The True Meaning Of LoveThe Breast Cancer Site
After I was diagnosed with Stage II breast cancer, I knew my life would change. I had no idea how drastic the changes were going to be. You hear different horror stories; everyone’s body is different, so the reaction to chemotherapy and radiation will differ. Things that I expected to happen had the opposite effect on me. My doctors called me “highly sensitive.”
My husband was there through it all: surgery, chemotherapy, and radiation. It was just him and I on this journey. He cooked and cleaned, worked, and brought me to some of my chemotherapy treatments, all with a supportive attitude. He has helped me out of bed and to walk more times than I can possibly count. On my weak days, he listened patiently and held me when I cried. He always told me I was the strong one. I drew from my inner strength, but he was a great source of strength as well. He was my rock when my mom passed away in January of Breast Cancer. She fought the fight for over twenty years.
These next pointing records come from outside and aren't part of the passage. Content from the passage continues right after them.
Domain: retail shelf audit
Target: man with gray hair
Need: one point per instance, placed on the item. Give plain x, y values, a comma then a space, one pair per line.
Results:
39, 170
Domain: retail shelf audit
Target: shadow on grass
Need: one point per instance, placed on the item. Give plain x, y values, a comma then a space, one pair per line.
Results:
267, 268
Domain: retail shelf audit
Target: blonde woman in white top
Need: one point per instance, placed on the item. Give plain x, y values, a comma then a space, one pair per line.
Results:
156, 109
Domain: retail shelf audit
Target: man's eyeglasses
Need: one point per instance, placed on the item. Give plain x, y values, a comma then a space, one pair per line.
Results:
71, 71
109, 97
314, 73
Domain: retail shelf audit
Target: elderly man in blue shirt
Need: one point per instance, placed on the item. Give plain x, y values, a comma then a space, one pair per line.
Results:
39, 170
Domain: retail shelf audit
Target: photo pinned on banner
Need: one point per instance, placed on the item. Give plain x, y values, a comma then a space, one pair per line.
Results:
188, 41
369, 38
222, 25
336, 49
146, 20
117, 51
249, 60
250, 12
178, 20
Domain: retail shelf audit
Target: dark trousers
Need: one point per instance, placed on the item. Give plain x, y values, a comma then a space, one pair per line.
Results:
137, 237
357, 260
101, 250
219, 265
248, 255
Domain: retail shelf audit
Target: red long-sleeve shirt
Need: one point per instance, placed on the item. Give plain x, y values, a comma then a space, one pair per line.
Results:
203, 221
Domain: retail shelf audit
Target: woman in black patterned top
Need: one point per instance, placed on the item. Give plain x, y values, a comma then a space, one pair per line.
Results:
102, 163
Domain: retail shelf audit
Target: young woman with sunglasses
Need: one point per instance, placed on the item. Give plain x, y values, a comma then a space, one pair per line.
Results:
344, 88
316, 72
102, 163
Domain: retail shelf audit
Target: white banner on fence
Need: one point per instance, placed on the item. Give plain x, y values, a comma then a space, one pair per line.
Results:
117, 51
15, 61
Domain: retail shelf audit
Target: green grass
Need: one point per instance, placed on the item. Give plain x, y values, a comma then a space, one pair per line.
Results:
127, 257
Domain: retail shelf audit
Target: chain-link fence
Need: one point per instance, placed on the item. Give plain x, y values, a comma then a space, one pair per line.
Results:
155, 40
Be proactive, get your mammograms, and do your self-exams. Technology has changed; doctors work together on your treatment plan. Attitude is everything! Get out of bed when you don’t feel like it; your body needs the circulation. Focus on one positive thing and carry that thought with you throughout the day. Write in a journal, it helps get all your feelings out.
Cancer patients have such passion for life, and especially for each other. There is a bond; there are tears, but mostly hugs. My love was my husband; it might be different for you. It could be a family member, a friend, etc. But one thing is for sure, they will be in your heart forever.